A diversity-focused annual challenge with specific prompts designed to push readers outside their usual habits, like 'read a book about a disability by a disabled author' or 'read a book in translation.'
StoryGraph allows users to create and join community challenges with custom prompts, combining the tracking features of quantity challenges with the specificity of diversity challenges.
Start with a number based on how much you actually read last year, then add 10-20%. A challenge should motivate you, not make you dread picking up a book. You can always increase your goal mid-year if you are crushing it.
Racing through books to hit your number defeats the purpose. If a book is dense or challenging but rewarding, give it the time it deserves. One deeply absorbed novel teaches you more about craft than three books you skimmed.

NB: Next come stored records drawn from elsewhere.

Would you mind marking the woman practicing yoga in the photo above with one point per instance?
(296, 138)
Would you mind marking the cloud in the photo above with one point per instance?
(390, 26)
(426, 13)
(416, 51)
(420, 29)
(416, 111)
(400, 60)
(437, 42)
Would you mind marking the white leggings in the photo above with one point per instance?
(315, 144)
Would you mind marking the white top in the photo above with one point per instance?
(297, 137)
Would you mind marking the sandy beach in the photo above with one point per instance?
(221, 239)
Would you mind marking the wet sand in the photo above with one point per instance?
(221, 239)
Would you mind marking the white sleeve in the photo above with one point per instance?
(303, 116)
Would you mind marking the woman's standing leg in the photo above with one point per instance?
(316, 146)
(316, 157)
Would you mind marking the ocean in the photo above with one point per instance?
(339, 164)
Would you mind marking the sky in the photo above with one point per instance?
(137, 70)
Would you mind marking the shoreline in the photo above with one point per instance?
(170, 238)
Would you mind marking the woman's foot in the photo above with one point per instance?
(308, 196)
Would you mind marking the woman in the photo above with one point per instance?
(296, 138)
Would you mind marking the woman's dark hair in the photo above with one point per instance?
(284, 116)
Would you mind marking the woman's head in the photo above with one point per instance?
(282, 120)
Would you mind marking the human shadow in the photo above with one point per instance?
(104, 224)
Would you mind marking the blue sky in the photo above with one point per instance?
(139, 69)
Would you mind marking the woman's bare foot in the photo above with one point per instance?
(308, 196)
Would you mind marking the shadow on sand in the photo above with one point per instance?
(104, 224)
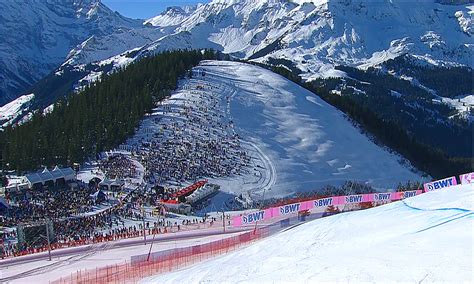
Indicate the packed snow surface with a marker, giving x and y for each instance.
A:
(295, 141)
(303, 142)
(424, 238)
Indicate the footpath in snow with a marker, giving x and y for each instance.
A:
(425, 238)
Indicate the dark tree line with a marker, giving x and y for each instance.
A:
(98, 118)
(390, 133)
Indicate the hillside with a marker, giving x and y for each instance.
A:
(423, 238)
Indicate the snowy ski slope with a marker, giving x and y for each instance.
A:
(425, 238)
(302, 142)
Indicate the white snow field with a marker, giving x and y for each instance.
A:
(297, 141)
(428, 238)
(90, 257)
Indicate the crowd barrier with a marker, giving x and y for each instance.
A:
(107, 238)
(322, 203)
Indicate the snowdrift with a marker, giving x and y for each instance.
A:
(424, 238)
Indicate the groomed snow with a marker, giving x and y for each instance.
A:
(303, 143)
(426, 238)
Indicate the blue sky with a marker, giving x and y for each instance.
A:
(144, 9)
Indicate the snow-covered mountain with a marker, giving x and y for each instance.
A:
(423, 238)
(38, 35)
(313, 35)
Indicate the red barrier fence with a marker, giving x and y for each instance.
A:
(171, 260)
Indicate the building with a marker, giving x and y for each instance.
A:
(112, 184)
(57, 176)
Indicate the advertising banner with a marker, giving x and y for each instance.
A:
(438, 184)
(467, 178)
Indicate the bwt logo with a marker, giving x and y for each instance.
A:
(382, 196)
(353, 198)
(253, 217)
(287, 209)
(323, 202)
(407, 194)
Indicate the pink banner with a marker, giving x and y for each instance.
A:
(438, 184)
(467, 178)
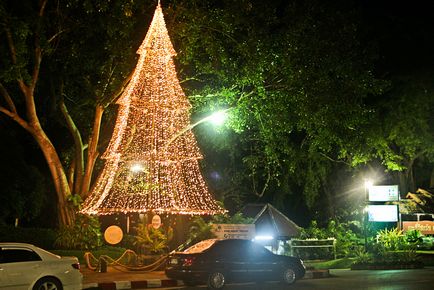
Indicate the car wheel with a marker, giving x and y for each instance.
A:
(288, 276)
(48, 283)
(216, 280)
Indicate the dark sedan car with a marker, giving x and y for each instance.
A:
(216, 262)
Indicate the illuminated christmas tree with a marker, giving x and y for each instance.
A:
(146, 168)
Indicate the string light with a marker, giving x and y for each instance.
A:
(143, 171)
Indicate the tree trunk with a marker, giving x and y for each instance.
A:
(431, 181)
(78, 162)
(65, 213)
(92, 151)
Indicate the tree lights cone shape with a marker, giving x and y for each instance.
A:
(143, 171)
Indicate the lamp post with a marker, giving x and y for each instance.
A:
(217, 118)
(368, 184)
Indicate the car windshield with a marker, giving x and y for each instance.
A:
(200, 247)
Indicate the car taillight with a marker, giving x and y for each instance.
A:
(76, 266)
(187, 262)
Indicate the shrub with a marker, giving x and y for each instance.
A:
(346, 239)
(390, 240)
(152, 241)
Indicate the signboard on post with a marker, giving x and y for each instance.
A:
(383, 213)
(425, 227)
(383, 193)
(234, 231)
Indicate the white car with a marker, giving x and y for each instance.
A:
(25, 266)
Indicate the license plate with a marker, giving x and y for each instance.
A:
(174, 261)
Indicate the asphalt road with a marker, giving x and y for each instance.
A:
(420, 279)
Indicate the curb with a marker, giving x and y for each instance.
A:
(158, 283)
(140, 284)
(317, 274)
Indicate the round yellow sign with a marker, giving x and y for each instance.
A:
(113, 235)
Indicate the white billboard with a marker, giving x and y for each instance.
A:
(383, 213)
(383, 193)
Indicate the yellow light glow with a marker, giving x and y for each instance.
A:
(143, 172)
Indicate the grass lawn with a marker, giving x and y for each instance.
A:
(427, 257)
(342, 263)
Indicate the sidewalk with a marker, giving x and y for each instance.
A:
(115, 279)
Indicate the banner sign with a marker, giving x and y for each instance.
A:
(383, 193)
(383, 213)
(425, 227)
(234, 231)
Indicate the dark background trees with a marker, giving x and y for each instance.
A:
(320, 95)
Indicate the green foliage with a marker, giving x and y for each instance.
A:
(44, 238)
(391, 247)
(84, 234)
(346, 239)
(362, 256)
(390, 239)
(199, 230)
(149, 240)
(414, 237)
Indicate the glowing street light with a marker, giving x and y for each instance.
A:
(216, 118)
(368, 185)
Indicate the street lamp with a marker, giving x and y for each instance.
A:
(368, 184)
(216, 118)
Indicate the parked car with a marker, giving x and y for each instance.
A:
(25, 266)
(216, 262)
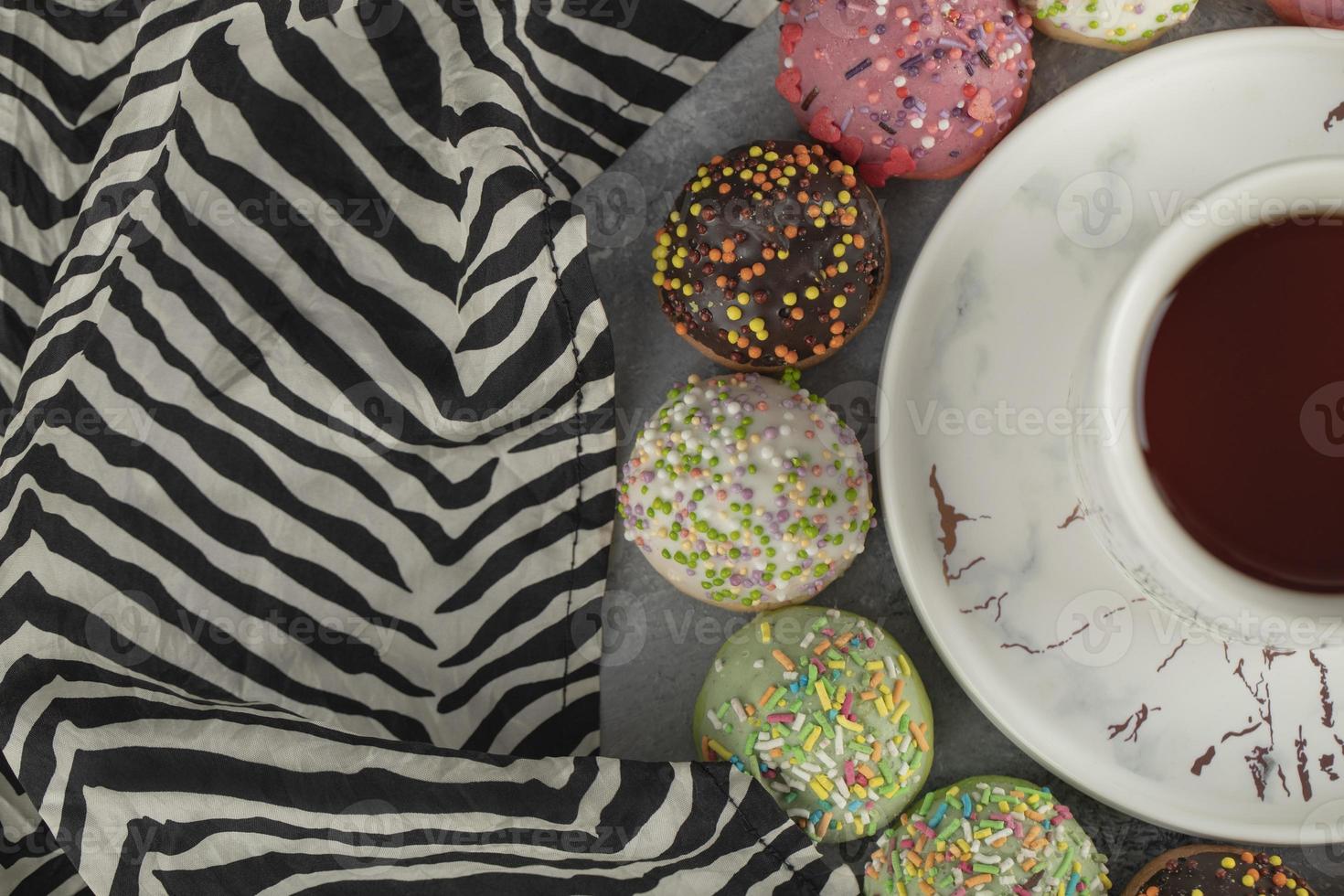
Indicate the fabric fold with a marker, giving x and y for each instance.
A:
(308, 470)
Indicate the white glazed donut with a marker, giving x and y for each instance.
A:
(746, 492)
(1123, 26)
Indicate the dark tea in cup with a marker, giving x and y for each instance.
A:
(1243, 403)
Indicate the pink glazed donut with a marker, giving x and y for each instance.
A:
(1313, 14)
(906, 88)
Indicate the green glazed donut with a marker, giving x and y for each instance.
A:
(823, 709)
(987, 836)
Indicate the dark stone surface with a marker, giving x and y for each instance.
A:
(660, 644)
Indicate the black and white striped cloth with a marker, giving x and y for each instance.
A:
(306, 480)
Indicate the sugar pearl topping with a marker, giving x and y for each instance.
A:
(772, 255)
(1110, 20)
(991, 837)
(1224, 870)
(746, 491)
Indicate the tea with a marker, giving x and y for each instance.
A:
(1243, 403)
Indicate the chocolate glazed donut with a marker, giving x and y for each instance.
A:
(774, 255)
(1217, 870)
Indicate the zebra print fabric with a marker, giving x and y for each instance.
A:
(306, 478)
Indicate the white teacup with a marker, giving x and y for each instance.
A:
(1124, 507)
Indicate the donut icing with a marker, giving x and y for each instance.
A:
(1218, 870)
(823, 709)
(1313, 14)
(906, 88)
(773, 255)
(1118, 23)
(746, 492)
(987, 837)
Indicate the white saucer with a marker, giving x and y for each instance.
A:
(1105, 689)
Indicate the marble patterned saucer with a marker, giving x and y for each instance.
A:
(1060, 649)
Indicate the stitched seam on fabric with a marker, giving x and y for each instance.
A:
(578, 410)
(771, 848)
(648, 82)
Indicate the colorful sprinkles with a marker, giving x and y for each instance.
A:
(994, 837)
(1223, 870)
(824, 709)
(906, 88)
(773, 255)
(746, 492)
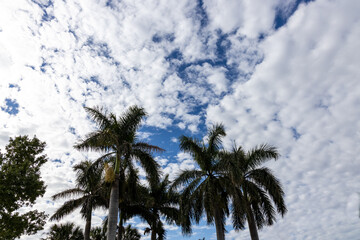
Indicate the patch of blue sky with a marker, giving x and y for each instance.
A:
(158, 37)
(11, 106)
(201, 14)
(72, 130)
(11, 85)
(164, 138)
(43, 65)
(295, 133)
(44, 5)
(282, 15)
(100, 48)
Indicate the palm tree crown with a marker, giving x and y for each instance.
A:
(91, 190)
(254, 189)
(64, 231)
(117, 136)
(204, 187)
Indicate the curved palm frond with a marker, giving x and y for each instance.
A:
(67, 208)
(68, 193)
(214, 138)
(260, 155)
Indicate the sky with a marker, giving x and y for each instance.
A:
(281, 72)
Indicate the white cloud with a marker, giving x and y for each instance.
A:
(90, 54)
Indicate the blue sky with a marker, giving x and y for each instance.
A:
(281, 72)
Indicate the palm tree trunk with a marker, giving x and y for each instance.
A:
(121, 228)
(113, 209)
(88, 222)
(153, 233)
(220, 233)
(252, 224)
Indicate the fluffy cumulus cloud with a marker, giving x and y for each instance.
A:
(281, 72)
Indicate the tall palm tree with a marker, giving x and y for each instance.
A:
(131, 233)
(65, 231)
(117, 137)
(254, 189)
(163, 201)
(205, 187)
(97, 233)
(92, 192)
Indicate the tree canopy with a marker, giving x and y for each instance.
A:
(20, 186)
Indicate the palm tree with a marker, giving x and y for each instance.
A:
(131, 233)
(117, 137)
(92, 192)
(65, 231)
(97, 233)
(205, 187)
(161, 200)
(254, 189)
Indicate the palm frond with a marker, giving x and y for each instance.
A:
(67, 208)
(186, 177)
(99, 141)
(260, 155)
(68, 193)
(214, 138)
(99, 116)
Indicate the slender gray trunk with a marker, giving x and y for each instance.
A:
(252, 224)
(153, 233)
(88, 223)
(113, 209)
(220, 231)
(121, 228)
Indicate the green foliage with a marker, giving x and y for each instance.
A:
(256, 193)
(90, 190)
(20, 186)
(64, 231)
(131, 233)
(97, 233)
(204, 189)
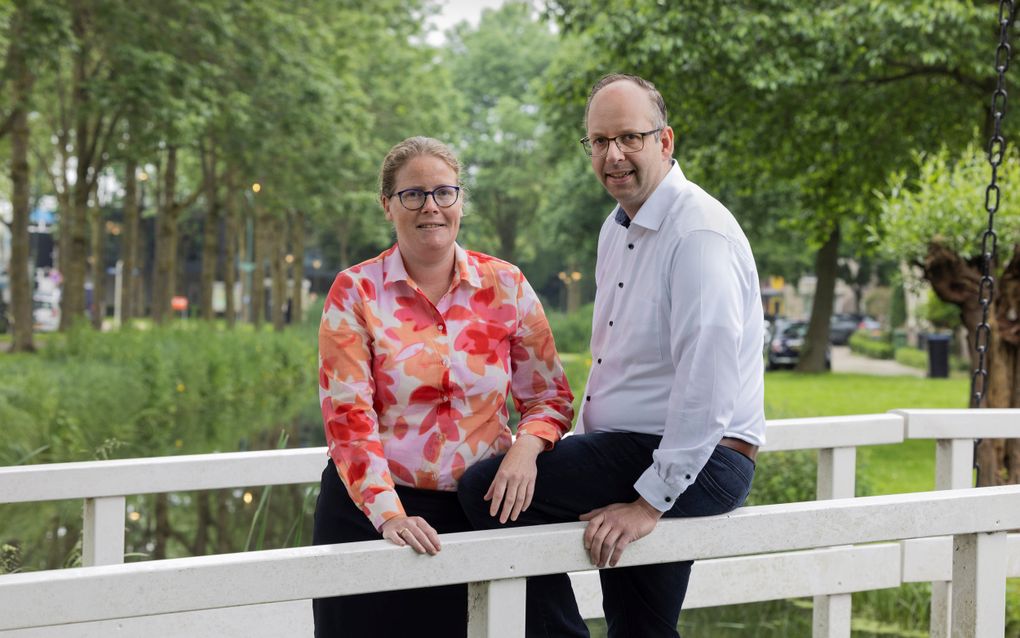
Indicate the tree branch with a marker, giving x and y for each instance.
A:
(916, 71)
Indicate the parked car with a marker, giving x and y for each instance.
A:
(842, 326)
(784, 350)
(45, 314)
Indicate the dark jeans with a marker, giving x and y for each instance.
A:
(590, 471)
(431, 611)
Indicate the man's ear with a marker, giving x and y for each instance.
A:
(666, 142)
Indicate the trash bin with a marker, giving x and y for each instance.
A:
(938, 356)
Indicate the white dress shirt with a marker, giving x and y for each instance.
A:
(676, 334)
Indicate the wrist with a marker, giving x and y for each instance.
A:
(648, 508)
(529, 442)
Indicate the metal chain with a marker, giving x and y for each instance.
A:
(997, 152)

Build variety into your challenge intentionally. Alternate between familiar genres and unfamiliar ones. The books that surprise you are usually the ones that change your writing the most.
Set a reading challenge for the next three months with two rules: read at least six books, and at least two must be in genres you have never written in. Create a simple tracking list with the title, genre, and one sentence about what you learned as a writer from each book. Pay attention to craft choices like pacing, structure, and voice, because reading like a writer is different from reading for pleasure.